Coltivare la cultura del rispetto contro i femminicidi

Martina Semenzato, presidente della Commissione Parlamentare d’inchiesta sul Femminicidio, è il protagonista dell’intervista realizzata da Mario Chiappuella, coordinatore in Toscana della Cassa dei ragionieri e degli esperti contabili.

Presidente Semenzato, perché ci sono ancora tanti femminicidi in Italia?

Il femminicidio è diventato un fenomeno “strutturale”. Ci siamo talmente abituati alla violenza di genere che fa parte della nostra vita quotidiana. Dobbiamo riappropriarci della cultura di sensibilità di genere che abbiamo perso. Si combatte la violenza di genere intervenendo a livello di famiglia e di scuola. Occorre ridefinire il ruolo genitoriale e i sistemi educativi che partono fin dall’infanzia nell’indirizzare al rispetto di genere, della donna e della sua unicità. Ma questa formazione deve “scollinare” le aule scolastiche per arrivare a formare anche operatori sociosanitari e forze dell’ordine e dare loro strumenti per intervenire tempestivamente, fino ad arrivare a professionisti e magistrati. Il tema è dunque culturale. È imprescindibile consolidare il valore della “cultura del rispetto” all’interno di una società che sembra attraversare tensioni nei rapporti tra uomini e donne, spesso a causa di una persistente visione patriarcale radicata nella nostra comunità.

Quali potrebbero essere concretamente le azioni per evitare questa vera e propria strage di donne indifese?

Dobbiamo intervenire sicuramente sulla prevenzione, sugli aspetti formativi e sulla raccolta tempestiva delle denunce con interventi specializzati di chi prende in carico le segnalazioni. Le donne devono essere aiutate a uscire da situazioni difficili e bisogna farlo in tutta sicurezza per le vittime che hanno paura di perdere i propri figli e di non farcela dal punto di vista economico. Uno dei temi prioritari della Commissione che presiedo riguarda proprio la violenza economica, un fattore sul quale bisogna lavorare tantissimo e va di pari passo con la politica dell’occupazione femminile.
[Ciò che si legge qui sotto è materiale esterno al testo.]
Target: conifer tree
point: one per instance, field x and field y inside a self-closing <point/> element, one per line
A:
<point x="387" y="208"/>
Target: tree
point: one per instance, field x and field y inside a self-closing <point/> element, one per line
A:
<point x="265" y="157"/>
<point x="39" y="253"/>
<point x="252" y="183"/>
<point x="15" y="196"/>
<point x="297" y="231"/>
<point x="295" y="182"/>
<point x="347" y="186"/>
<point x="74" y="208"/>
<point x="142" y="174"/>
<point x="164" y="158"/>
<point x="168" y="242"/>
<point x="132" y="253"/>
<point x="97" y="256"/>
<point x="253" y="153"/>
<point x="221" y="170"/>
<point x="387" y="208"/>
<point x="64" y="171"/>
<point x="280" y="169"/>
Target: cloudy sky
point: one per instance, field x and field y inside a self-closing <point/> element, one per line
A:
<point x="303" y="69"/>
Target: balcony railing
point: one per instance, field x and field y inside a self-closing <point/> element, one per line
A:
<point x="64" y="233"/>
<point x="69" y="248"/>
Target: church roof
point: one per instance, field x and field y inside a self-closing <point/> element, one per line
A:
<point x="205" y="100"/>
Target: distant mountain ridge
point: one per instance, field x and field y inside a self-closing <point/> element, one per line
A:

Sono morte anche professioniste nel pieno svolgimento del proprio lavoro…

La violenza di genere non ha distinzione di razza, ceto sociale e religione. Riguarda tutte le donne in modo trasversale. Non ha differenze neanche in famiglie economicamente agiate o culturalmente elevate rispetto ad altre condizioni economiche e sociali più difficili. La differenza di genere riguarda un rapporto intimo che, ripeto, va combattuta dal punto di vista culturale.

Il film di Paola Cortellesi ha rimesso il dito nella piaga?

Ho visto il film “C’è ancora domani” e mi è piaciuto moltissimo per la narrazione veramente diversa e fuori dal comune, con l’uso di nuovi linguaggi contro la violenza di genere. Un modo assolutamente efficace per arrivare alle nuove generazioni con una intelligenza sottile nel raccontare il ruolo delle donne che hanno fatto la storia d’Italia pur senza essere menzionate nei libri di storia.